Mom-and-pop investors facing steep losses in Puerto Rico municipal-bond funds are starting to get some money back, following legal victories against the unit of UBS Group AG that sold the funds.
Investors scored their latest win on Tuesday. UBS was ordered to pay about $2.5 million to a San Juan couple who bought Puerto Rico bond funds that plummeted in value as the island commonwealth’s financial crisis deepened, according to law firms Sonn & Erez PLC and Aldarondo & Lopez-Bras PSC, which represented the plaintiffs. The investors had requested up to $6 million in damages.
Earlier this year, UBS was ordered to pay nearly $1.5 million, out of about $5.8 million requested, to investors in three other cases regarding the Puerto Rico bond funds. The cases were decided by arbitrators from the Financial Industry Regulatory Authority, which resolves disputes between brokers and their clients.
The Swiss bank said it faces more than $1.1 billion in damages tied to its Puerto Rico activities. Roughly 900 cases have already been filed with Finra, and lawyers are preparing to file more in the wake of Puerto Rico’s first-ever municipal-bond default this month. More investor losses are likely as the island commonwealth seeks to restructure a debt load that Gov. Alejandro García Padilla has said is unpayable.

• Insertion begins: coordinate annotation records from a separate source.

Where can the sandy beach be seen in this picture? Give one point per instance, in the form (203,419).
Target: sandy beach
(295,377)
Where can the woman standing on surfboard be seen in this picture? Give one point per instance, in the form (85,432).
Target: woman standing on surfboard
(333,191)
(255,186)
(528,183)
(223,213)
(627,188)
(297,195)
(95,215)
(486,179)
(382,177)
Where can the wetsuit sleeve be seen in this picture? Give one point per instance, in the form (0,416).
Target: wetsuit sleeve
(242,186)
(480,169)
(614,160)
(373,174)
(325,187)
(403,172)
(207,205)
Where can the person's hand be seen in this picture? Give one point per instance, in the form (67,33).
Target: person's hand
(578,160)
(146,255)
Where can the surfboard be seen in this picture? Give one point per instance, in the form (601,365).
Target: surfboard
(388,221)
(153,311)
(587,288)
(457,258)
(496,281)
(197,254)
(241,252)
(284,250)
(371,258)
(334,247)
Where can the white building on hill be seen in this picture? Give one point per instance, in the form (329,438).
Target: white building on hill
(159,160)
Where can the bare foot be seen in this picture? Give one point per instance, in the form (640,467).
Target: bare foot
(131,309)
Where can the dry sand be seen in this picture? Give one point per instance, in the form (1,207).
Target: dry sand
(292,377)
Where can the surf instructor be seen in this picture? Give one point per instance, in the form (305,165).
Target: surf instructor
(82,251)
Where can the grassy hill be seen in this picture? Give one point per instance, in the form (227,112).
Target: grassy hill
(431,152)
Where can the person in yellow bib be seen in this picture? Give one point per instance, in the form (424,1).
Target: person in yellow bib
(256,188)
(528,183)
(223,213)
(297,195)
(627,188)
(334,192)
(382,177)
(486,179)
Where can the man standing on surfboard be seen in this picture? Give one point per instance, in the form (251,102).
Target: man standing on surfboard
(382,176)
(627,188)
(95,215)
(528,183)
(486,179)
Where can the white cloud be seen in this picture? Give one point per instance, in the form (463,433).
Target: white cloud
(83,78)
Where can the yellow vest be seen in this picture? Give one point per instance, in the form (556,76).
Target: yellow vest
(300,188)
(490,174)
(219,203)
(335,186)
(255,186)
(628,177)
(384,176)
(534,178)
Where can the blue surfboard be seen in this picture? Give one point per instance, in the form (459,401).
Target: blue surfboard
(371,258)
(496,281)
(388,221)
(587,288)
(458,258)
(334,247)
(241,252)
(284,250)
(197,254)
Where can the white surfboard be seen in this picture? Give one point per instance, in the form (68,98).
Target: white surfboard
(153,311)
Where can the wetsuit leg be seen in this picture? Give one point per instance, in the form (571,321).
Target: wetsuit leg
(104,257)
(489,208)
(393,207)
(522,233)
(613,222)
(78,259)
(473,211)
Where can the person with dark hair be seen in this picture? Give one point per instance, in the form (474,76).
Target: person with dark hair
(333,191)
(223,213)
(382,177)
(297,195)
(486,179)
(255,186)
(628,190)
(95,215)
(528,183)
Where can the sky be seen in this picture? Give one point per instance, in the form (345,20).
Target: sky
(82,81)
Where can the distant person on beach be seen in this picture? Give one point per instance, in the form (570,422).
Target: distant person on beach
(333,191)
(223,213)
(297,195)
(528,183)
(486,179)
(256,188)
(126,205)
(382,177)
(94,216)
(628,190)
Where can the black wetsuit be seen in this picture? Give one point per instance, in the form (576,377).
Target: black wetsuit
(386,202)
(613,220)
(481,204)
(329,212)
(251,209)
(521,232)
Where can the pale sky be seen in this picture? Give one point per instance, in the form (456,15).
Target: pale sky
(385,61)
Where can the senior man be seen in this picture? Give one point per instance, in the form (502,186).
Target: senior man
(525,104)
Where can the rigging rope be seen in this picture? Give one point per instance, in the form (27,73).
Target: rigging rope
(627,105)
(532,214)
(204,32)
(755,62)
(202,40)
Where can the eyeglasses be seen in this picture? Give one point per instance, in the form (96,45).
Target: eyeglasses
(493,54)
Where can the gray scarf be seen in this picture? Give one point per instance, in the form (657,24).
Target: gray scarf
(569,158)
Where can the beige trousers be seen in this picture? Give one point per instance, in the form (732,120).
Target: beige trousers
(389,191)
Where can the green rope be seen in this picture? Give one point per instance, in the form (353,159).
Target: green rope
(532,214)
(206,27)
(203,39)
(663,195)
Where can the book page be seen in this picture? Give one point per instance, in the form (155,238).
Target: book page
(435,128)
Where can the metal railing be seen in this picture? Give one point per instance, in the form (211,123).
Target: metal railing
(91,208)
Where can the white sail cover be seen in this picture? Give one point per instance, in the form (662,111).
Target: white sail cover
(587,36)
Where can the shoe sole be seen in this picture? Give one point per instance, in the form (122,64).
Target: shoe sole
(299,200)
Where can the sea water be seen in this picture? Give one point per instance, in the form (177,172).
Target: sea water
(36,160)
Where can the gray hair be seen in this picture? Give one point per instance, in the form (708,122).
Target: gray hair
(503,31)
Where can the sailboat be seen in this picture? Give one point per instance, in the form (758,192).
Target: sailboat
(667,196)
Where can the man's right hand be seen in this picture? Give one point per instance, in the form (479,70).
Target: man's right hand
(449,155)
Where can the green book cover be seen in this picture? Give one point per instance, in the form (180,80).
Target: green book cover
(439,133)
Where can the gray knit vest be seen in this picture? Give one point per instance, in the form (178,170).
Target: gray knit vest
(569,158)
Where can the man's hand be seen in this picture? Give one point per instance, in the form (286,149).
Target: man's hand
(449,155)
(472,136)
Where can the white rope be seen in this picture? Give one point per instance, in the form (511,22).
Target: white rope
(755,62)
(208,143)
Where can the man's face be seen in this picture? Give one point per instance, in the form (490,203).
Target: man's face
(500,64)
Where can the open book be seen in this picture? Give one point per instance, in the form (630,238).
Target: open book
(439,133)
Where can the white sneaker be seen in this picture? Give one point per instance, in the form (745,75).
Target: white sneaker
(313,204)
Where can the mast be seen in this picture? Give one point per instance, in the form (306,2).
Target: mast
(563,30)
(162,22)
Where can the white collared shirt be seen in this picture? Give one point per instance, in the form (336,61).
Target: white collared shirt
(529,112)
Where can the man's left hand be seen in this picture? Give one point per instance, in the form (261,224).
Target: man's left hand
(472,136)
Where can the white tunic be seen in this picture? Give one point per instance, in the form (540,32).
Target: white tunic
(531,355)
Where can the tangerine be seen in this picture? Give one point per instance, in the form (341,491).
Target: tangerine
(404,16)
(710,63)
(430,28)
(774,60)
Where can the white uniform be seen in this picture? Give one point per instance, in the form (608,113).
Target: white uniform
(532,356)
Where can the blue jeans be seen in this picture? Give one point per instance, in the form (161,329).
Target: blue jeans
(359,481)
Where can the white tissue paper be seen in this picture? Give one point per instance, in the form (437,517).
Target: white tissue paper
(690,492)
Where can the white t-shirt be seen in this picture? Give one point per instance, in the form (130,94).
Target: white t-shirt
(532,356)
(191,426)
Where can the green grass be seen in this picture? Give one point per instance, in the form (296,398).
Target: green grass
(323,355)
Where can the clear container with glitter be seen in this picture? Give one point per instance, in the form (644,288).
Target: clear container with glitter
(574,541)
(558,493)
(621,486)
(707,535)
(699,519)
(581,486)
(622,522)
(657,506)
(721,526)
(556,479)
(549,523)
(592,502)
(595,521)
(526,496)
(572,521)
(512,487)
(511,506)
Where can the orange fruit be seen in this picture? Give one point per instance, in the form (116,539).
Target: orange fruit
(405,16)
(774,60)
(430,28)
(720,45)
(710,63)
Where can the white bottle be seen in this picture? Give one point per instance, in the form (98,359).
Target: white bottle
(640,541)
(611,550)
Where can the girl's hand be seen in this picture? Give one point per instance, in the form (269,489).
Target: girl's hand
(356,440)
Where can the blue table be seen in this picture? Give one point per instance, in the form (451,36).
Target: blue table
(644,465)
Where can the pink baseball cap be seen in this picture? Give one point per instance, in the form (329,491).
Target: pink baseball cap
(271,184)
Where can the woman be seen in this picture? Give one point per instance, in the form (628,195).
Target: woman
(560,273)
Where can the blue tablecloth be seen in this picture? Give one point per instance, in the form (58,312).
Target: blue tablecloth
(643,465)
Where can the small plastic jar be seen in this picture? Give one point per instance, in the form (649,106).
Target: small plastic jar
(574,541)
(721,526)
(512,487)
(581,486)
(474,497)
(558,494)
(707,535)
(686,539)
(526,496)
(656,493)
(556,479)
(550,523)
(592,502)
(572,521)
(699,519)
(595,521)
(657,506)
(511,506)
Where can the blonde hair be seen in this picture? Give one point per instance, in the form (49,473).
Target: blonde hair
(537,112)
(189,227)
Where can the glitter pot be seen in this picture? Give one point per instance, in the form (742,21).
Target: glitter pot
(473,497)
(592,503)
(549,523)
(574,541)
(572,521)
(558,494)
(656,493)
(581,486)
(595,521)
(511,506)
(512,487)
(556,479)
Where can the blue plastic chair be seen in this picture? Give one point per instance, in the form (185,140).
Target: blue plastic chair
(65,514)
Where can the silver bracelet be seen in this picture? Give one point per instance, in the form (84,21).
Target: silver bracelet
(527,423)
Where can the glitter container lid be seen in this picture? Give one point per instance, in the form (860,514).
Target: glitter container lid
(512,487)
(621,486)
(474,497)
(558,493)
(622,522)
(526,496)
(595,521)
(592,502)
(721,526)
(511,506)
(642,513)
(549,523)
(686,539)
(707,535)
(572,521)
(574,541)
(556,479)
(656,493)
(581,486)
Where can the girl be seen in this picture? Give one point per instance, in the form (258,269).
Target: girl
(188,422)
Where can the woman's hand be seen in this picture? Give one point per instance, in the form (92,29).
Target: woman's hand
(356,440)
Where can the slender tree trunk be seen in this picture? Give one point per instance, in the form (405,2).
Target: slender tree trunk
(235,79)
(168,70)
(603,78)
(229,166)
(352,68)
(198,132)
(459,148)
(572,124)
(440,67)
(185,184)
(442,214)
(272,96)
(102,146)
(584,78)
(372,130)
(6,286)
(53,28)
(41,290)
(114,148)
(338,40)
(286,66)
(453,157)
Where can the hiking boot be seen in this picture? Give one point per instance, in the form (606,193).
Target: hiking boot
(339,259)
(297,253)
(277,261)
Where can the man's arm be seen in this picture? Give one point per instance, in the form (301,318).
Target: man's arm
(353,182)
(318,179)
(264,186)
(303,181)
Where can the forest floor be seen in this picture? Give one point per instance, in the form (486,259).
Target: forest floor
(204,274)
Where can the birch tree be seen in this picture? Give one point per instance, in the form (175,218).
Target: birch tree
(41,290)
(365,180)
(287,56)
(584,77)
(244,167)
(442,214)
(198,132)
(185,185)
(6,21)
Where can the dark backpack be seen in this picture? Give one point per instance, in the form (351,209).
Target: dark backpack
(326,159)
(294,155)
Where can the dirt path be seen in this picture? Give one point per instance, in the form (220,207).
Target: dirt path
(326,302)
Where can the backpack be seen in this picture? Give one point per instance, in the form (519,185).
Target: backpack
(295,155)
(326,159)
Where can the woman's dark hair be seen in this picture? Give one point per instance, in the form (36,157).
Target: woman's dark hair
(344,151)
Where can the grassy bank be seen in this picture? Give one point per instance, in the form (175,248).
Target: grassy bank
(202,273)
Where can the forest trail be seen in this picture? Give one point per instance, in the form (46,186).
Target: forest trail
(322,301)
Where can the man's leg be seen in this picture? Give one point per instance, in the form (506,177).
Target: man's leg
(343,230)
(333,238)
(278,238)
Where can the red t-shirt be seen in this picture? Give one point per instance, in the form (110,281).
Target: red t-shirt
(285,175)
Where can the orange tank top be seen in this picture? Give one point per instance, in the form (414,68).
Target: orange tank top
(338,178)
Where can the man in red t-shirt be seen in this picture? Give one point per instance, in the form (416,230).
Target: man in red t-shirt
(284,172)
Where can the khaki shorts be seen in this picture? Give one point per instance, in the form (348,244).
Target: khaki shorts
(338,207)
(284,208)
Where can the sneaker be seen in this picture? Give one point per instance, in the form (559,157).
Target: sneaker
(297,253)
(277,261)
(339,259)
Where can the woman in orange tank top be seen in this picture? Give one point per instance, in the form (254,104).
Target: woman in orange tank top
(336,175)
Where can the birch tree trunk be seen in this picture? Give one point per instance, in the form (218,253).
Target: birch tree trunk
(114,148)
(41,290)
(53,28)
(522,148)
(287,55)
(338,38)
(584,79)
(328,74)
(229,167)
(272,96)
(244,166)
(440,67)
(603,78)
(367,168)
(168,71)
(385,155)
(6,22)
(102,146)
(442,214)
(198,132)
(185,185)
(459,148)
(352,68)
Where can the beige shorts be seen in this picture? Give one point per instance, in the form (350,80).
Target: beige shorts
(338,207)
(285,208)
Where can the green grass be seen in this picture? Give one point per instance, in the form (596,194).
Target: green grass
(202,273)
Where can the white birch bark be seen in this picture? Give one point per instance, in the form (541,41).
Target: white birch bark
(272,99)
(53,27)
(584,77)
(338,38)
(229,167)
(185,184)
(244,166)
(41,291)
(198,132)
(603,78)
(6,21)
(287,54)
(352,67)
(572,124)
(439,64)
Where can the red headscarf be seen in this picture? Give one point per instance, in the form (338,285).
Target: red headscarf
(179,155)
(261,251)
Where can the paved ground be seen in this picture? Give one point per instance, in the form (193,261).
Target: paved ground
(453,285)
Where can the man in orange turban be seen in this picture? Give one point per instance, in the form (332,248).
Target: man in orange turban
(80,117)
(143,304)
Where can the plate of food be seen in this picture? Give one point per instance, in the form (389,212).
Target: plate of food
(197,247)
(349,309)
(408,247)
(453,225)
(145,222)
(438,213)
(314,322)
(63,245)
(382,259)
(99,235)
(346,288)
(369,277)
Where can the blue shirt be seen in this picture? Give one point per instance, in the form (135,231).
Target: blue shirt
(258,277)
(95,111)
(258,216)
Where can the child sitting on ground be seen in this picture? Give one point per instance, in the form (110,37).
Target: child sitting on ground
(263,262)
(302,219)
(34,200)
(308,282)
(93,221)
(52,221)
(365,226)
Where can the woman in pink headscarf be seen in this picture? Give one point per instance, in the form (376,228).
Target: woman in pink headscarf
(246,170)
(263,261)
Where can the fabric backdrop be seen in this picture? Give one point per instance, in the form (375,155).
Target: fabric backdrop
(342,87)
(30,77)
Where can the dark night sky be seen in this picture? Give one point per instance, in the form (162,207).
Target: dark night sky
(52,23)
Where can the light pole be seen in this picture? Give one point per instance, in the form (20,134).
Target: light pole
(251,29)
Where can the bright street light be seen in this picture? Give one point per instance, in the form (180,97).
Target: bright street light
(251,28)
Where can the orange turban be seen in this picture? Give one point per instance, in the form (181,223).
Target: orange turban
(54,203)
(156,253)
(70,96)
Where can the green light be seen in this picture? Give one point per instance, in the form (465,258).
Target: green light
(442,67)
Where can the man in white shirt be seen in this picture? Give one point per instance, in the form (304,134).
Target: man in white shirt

UBS said investors in the funds received excellent returns for years, which often exceeded the broader bond market. It said that a roughly $250,000 award in a recent case was only a small portion of what was sought and doesn’t indicate how future cases will be decided.
Each dispute is “based on the facts and circumstances particular to the individual claimant,” UBS said. A UBS broker won one Finra case in which an investor had requested about $9,000 in damages. That investor didn’t have legal representation.
“Before it’s over, UBS is going to pay hundreds of millions of dollars, maybe more than a billion dollars, over what happened in Puerto Rico,” said Craig McCann, president of Securities Litigation & Consulting Group, which is working for individual investors in some of the cases against UBS. “You would think at some point, either the individuals or the corporate entities would see that they have to be more careful about what they’re selling investors.”
Investors say UBS brokers told them that the Puerto Rico bond funds were safe, when in fact they were heavily invested in just a few Puerto Rico bond issues, and had used leverage, a risky strategy, to improve returns. They also say UBS reaped millions of dollars in fees by selling and trading the funds and that investors didn’t know that UBS largely controlled the market for the funds, making them illiquid and prone to outsize price swings.
The risks of the funds became apparent in mid-2013, when worries about Puerto Rico’s finances caused prices on the island’s bonds to fall, according to the investor claims. In 2013, roughly $3 billion of the funds’ market value was wiped out, according to an analysis from Mr. McCann’s firm.
UBS has disclosed that federal regulators are investigating whether one broker improperly encouraged investors to take out loans so they could buy more shares in the funds. UBS has said it is cooperating with the inquiry.
One UBS broker, Jose Ramirez, has been fired and is the focus of a criminal investigation by the Justice Department, The Wall Street Journal previously reported. At the time, an attorney for Mr. Ramirez said it was “sheer speculation” who was the subject of the probe.
The Securities and Exchange Commission also recommended bringing an action against a current UBS broker, Ramiro Colon, for failure to supervise, according to broker records. Mr. Colon intends to “vigorously defend” against the allegations, the records show.
UBS declined to comment on Mr. Ramirez and Mr. Colon. The SEC and Justice Department declined to comment.
Some of the cases filed by individual investors have been settled, at times for millions of dollars. For those that go to a hearing, the Finra-trained arbitrators who preside aren’t required to write opinions explaining their decisions. But they issued an opinion in May, when they awarded Juan Burgos Rosado $1 million to compensate him for his losses.
The arbitrators said Mr. Rosado was “at age 66 essentially a first-time senior investor with no experience” and “that a proper effort to know her customer would have revealed that to his broker.”
For many investors, “their life savings are invested in these kinds of funds,” said W. Scott Greco, a lawyer at Greco & Greco PC whose client won an award against UBS. “However small that may be to UBS, it’s a very large amount for them.”
In a case decided last month, one of the plaintiffs, Francisco Ramis, was a business executive in an aluminum door and window business and was looking for a safe investment that would provide funds for him and his wife after he retired, according to legal documents. He knew Mr. Ramirez, the ex-broker scrutinized by the Justice Department, since childhood.
A lawyer for Mr. Ramirez, Guillermo Ramos-Luiña, said the award was exclusively against UBS. “We have contested all the allegations,” he said.
Mr. Ramis initially asked for approximately $3.1 million, an amount that included punitive damages, and received about $250,000. Mr. Ramis and his wife are happy they won a damage award, said Francisco Pujol, an attorney in San Juan who represented the couple.
“He really trusted the broker completely because of their friendship,” Mr. Pujol said.